Query Strategies

Query strategies select data samples from the set of unlabeled data.

Overview

Pytorch

  • ExpectedGradientLength

  • ExpectedGradientLengthMaxWord

  • ExpectedGradientLengthLayer

  • BADGE

Classes

class small_text.query_strategies.LeastConfidence

Selects instances with the least prediction confidence (regarding the most likely class) [LG94].

References

LG94

David D. Lewis and William A. Gale. A sequential algorithm for training text classifiers. In SIGIR’94, 1994, 3-12.

get_confidence(clf, x, _x_indices_unlabeled, _x_indices_labeled, _y)

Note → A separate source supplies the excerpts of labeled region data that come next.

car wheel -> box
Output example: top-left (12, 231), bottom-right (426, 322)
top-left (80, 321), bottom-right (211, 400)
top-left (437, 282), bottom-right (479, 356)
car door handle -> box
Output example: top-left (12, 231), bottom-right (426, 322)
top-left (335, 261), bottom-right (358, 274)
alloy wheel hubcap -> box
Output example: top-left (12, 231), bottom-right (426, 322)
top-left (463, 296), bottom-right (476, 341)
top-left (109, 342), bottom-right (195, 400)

Computes a confidence score for each given instance.

Parameters

x (ndarray) – Instances for which the confidence should be computed.

Returns

confidence – A 2D numpy array (of type float) in the shape (n_samples, n_classes).

Return type

ndarray

query(clf, x, x_indices_unlabeled, x_indices_labeled, y, n=10)

A query selects instances from the unlabeled pool.

Parameters
  • clf (small_text.classifiers.Classifier) – A classifier.

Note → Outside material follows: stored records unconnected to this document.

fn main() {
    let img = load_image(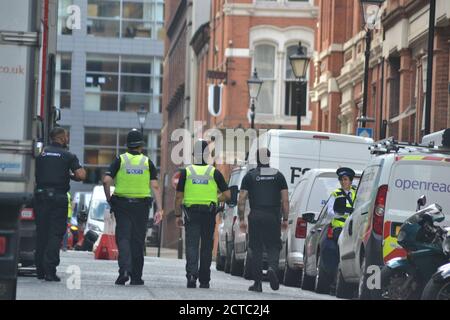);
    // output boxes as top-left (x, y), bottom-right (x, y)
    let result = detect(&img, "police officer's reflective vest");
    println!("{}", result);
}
top-left (183, 165), bottom-right (218, 207)
top-left (114, 152), bottom-right (151, 198)
top-left (67, 192), bottom-right (72, 219)
top-left (331, 186), bottom-right (356, 229)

  • x (small_text.data.datasets.Dataset) – A dataset.

  • x_indices_unlabeled (list of int) – Indices (relative to x) for the unlabeled data.

  • x_indices_labeled (list of int) – Indices (relative to x) for the labeled data.

  • y (list of int) – List of labels where each label maps by index position to indices_labeled.

  • n (int) – Number of samples to query.

Returns

indices – Indices relative to dataset.

Return type

numpy.ndarray

class small_text.query_strategies.PredictionEntropy

Selects instances with the largest prediction entropy [HOL08].

References

HOL08

Alex Holub, Pietro Perona, and Michael C. Burl. 2008. Entropy-based active learning for object recognition. In 2008 IEEE Computer Society Conference on Computer Vision and Pattern Recognition Workshops, IEEE, 1–8.

get_confidence(clf, x, _x_indices_unlabeled, _x_indices_labeled, _y)

Computes a confidence score for each given instance.

Parameters

x (ndarray) – Instances for which the confidence should be computed.

Returns

confidence – A 2D numpy array (of type float) in the shape (n_samples, n_classes).

Return type

ndarray

query(clf, x, x_indices_unlabeled, x_indices_labeled, y, n=10)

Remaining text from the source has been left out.